Segundo Sobral, o militar está afastado e se for condenado definitivamente terá direito ao sursis, que é a suspensão da execução da pena. "A condenação é inaceitável", afirmou o advogado. "Não foi permitido provar que ele não fala inglês e estava obrigado a sentar em um console para coordenar voo de pilotos estrangeiros", disse.

A assessoria jurídica da associação dos familiares das vítimas teme que a decisão atrapalhe o andamento do processo que está sendo julgado na Justiça Federal de Sinop (MT). O argumento é que a decisão permite que a defesa do controlador e o Ministério Público Federal (MPF) aleguem que houve “conflito de competência”, ou seja, que decisão na esfera militar entre em conflito com a decisão na Justiça comum.

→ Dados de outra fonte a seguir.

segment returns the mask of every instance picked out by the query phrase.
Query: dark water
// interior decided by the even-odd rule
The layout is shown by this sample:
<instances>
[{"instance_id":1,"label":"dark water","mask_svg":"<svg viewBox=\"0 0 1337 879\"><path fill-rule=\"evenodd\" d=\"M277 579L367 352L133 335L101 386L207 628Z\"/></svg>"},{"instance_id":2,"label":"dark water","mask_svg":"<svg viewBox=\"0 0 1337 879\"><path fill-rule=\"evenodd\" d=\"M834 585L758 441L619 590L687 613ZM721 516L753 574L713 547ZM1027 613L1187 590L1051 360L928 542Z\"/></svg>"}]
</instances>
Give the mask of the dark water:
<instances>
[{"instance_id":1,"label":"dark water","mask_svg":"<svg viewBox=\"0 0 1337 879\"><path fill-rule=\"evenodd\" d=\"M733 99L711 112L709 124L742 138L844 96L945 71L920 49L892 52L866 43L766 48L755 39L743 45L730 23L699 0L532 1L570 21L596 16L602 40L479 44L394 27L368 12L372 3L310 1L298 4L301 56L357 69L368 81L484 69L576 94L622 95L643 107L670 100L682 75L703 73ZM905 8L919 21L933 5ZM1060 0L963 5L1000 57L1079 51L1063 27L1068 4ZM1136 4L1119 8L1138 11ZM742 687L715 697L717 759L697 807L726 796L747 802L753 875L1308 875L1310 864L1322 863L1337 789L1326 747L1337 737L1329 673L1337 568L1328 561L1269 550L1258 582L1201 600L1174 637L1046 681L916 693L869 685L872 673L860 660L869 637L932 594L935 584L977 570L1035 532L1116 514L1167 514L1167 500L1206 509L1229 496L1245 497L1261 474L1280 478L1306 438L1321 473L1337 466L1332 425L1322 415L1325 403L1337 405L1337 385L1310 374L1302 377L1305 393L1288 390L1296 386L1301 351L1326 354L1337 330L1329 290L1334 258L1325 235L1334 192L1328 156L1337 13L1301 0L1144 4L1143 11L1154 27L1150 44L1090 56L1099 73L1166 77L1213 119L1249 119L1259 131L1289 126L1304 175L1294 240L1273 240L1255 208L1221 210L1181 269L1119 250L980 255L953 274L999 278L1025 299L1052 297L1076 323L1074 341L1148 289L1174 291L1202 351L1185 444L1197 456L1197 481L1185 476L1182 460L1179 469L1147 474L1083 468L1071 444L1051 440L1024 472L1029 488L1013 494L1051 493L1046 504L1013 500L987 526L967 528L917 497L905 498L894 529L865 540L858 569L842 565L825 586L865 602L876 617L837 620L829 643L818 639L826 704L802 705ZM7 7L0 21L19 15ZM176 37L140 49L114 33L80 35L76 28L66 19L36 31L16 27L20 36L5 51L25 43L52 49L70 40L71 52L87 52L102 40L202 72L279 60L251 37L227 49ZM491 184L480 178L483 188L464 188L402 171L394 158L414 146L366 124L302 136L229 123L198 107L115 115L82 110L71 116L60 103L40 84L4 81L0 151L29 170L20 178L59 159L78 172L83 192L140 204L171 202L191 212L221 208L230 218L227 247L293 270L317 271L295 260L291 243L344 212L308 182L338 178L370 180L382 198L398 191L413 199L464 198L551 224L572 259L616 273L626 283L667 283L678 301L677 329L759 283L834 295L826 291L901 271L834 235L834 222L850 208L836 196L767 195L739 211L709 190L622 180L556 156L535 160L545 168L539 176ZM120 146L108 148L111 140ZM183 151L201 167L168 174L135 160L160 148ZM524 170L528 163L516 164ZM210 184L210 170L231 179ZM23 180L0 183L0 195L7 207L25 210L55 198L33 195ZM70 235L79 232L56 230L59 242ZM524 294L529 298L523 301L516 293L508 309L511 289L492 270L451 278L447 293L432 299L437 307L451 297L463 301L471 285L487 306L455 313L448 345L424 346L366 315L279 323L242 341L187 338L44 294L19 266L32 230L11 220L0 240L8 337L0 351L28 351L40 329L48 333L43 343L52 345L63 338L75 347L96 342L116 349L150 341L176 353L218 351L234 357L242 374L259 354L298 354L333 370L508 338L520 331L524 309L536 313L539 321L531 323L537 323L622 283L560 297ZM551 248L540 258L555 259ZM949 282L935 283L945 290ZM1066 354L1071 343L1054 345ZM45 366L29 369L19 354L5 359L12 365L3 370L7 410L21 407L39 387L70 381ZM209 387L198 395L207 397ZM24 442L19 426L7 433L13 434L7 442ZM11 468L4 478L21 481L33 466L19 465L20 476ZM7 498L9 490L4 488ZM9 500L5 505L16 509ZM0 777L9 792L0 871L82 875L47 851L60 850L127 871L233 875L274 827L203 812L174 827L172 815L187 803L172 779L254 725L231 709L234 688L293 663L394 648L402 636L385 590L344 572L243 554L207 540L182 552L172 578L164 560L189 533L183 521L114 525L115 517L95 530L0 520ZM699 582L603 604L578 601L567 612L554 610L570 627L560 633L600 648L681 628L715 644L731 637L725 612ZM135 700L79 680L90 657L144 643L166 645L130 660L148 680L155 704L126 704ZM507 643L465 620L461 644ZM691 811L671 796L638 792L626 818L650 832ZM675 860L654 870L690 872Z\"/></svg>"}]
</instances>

Em setembro desse ano, ao julgar uma liminar da defesa dos controladores que solicitava o arquivamento da ação na esfera militar, o ministro do STF (Supremo Tribunal Federal) Joaquim Barbosa julgou que a Justiça Militar decidiria sobre questões militares internas e que a Justiça Federal sobre questões comuns.

Caso alguma parte entre com ação no STF alegando conflito de competência, o processo civil pode retardar e até prescrever, já que perde sua validade a partir de junho do ano que vem.

Theo Dias, advogado dos pilotos do Legacy, retira a responsabilidade dos seus clientes e culpa os controladores pelo acidente. “O relatório [do Cenipa] diz claramente que a autorização de voo dada aos pilotos estava errada. Ela deveria ser segmentada, por partes, mas, como não foi, induziu os pilotos ao erro”, afirma.